We all love to see beautiful images, but have you ever thought how do computers see an image? In this tutorial, we will give an explanation of how images are stored in a computer.

Consider the above image, a normal human can easily tell that there is a cat in the image. But, can computers really see the cat? The answer is no, computers see a matrix of numbers (between 0 to 255). Broadly, we can classify images as grayscale images or color images.

First, we will discuss grayscale images and then move on to color images. The image above is a grayscale image — that means each pixel represents the brightness of a pixel, which is the smallest controllable element of a picture represented on the screen.

Let us first see what computers see in the case of the above image.
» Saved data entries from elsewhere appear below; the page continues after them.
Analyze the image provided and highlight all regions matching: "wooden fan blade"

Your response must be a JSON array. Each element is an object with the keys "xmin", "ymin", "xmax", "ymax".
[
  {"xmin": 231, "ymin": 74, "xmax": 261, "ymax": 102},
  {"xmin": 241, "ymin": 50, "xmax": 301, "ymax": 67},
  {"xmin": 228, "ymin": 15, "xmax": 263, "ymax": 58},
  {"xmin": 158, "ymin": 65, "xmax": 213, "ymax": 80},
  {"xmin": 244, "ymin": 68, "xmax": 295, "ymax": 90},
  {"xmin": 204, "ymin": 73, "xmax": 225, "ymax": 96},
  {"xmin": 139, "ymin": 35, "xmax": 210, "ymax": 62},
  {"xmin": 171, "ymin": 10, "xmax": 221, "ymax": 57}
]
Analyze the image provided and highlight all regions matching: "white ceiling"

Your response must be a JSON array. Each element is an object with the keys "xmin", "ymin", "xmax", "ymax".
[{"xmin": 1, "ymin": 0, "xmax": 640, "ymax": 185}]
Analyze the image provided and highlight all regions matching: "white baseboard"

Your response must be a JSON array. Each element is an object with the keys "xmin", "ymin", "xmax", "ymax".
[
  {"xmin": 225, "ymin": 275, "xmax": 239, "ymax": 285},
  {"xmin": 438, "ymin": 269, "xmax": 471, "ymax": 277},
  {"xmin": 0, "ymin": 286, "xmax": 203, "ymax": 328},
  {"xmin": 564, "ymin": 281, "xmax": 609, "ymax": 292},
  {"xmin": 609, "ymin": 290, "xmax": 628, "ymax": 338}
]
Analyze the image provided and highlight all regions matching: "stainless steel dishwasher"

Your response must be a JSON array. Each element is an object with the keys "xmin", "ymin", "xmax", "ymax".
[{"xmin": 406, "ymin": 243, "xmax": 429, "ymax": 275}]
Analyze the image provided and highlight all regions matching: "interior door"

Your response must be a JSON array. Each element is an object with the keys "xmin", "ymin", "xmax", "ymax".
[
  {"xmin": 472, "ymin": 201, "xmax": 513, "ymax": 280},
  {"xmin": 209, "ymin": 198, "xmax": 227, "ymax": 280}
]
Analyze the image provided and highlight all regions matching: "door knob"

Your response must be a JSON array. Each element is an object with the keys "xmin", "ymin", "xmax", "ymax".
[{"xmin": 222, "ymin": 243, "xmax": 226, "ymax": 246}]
We’ve resized the above image to 18 * 18 pixels in order to make it easy to understand. Unlike us, the computers see an image as a 2D matrix. You might have heard people saying that this image is of size 1800700 or 1300 * 700. This size shows width and height of an image. In other words, if size is 1300 * 700 then there are 1300 pixels horizontally and 700 vertically. That means there are total 910,000 (1300700) pixels. If the image is the size of 700 * 500 then the dimensionality of the matrix will be (700, 500). Here, each element in the matrix represents the intensity of brightness in that pixel. Here, 0 represents black and 255 represents white color, and any value between these two is just a shade of gray.

Color Images

In grayscale images, each pixel represents the intensity of only one shade — how bright or dark the pixel is. In other words, it has only one channel. On the other hand, in color images we have 3 channels: R, G and B (red, green, blue). Standard digital camera have 3 (RGB) channels.

As you can see in above image, the color image is composed of three channels red, green and blue. Now the question is, how do computers see this image? Again, the answer is they see the matrix. How do we represent this image in the matrix since it has 3 channels, unlike grayscale images where we had only one channel? In this case, we have a 3D matrix. We have one 2D matrix for each channel, and we’ll have three matrices for Red, Green and Blue channels stacked onto each other making the matrix 3D.

For example: Shape of a matrix representing a 700px by 700px color image will be (700, 700, 3). Each pixel in this color image has three numbers (ranging from 0 to 255) associated with it. These numbers represent intensity of red, green and blue color in that particular pixel.

Conclusion

Computers see images as matrices. Grayscale images have one channel (gray). So, we can represent grayscale images as a 2D matrix, where each element represents the intensity of brightness in that particular pixel, where 0 means black and 255 means white. Color images have three channels RGB (red, green, blue). We can represent color images as a 3D matrix where the depth is 3.